Restore an etcd Cluster from a Backup

Use an existing backup of a healthy etcd cluster to restore an unhealthy cluster to a healthy state.

The commands in this procedure can be run on any Kubernetes master or worker node on the system.

Prerequisites

A backup of a healthy etcd cluster has been created.

Restore procedure

Etcd clusters can be restored using an automated script.

The automated script will restore the cluster from the most recent backup if it finds a backup created within the last 7 days. If it does not discover a backup within the last 7 days, it will ask the user if they would like to rebuild the cluster.
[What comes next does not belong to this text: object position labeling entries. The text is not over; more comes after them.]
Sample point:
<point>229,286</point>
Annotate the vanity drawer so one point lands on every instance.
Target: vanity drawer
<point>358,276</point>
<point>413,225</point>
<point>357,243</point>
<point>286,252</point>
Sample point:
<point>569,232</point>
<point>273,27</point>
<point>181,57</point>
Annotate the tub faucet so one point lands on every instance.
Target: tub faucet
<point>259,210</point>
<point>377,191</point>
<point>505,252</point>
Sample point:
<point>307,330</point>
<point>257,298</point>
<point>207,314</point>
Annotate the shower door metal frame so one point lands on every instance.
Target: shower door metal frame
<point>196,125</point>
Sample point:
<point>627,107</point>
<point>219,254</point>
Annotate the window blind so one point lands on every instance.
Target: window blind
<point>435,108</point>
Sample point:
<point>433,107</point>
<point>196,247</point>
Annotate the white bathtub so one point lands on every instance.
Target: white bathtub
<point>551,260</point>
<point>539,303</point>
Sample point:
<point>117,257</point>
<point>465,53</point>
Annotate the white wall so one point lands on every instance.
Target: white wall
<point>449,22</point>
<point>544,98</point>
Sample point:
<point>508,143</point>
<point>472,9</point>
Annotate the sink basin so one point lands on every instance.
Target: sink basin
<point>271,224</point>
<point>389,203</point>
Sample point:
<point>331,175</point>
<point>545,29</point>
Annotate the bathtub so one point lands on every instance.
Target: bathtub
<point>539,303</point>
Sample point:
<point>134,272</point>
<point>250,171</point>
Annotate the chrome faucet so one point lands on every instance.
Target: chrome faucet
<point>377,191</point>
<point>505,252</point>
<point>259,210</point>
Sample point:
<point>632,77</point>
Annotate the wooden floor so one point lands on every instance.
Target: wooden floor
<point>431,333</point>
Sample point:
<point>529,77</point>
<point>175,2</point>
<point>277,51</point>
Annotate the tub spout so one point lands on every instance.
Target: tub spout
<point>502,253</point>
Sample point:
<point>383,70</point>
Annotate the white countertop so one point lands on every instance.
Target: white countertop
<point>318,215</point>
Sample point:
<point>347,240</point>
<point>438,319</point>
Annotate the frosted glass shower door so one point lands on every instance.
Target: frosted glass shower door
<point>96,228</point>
  • (ncn-mw#) Rebuild/restore a single cluster

    /opt/cray/platform-utils/etcd/etcd_restore_rebuild.sh -s cray-bss
    
  • (ncn-mw#) Rebuild/restore multiple clusters

    /opt/cray/platform-utils/etcd/etcd_restore_rebuild.sh -m cray-bss,cray-fas
    
  • (ncn-mw#) Rebuild/restore all clusters

    /opt/cray/platform-utils/etcd/etcd_restore_rebuild.sh -a
    

Example command and output

/opt/cray/platform-utils/etcd/etcd_restore_rebuild.sh -s cray-bss

Example output:

The following etcd clusters will be restored/rebuilt:

cray-bss

You will be accepting responsibility for any missing data if there is a
restore/rebuild over a running etcd k/v. HPE assumes no responsibility.
Proceed restoring/rebuilding? (yes/no)
yes

Proceeding: restoring/rebuilding etcd clusters.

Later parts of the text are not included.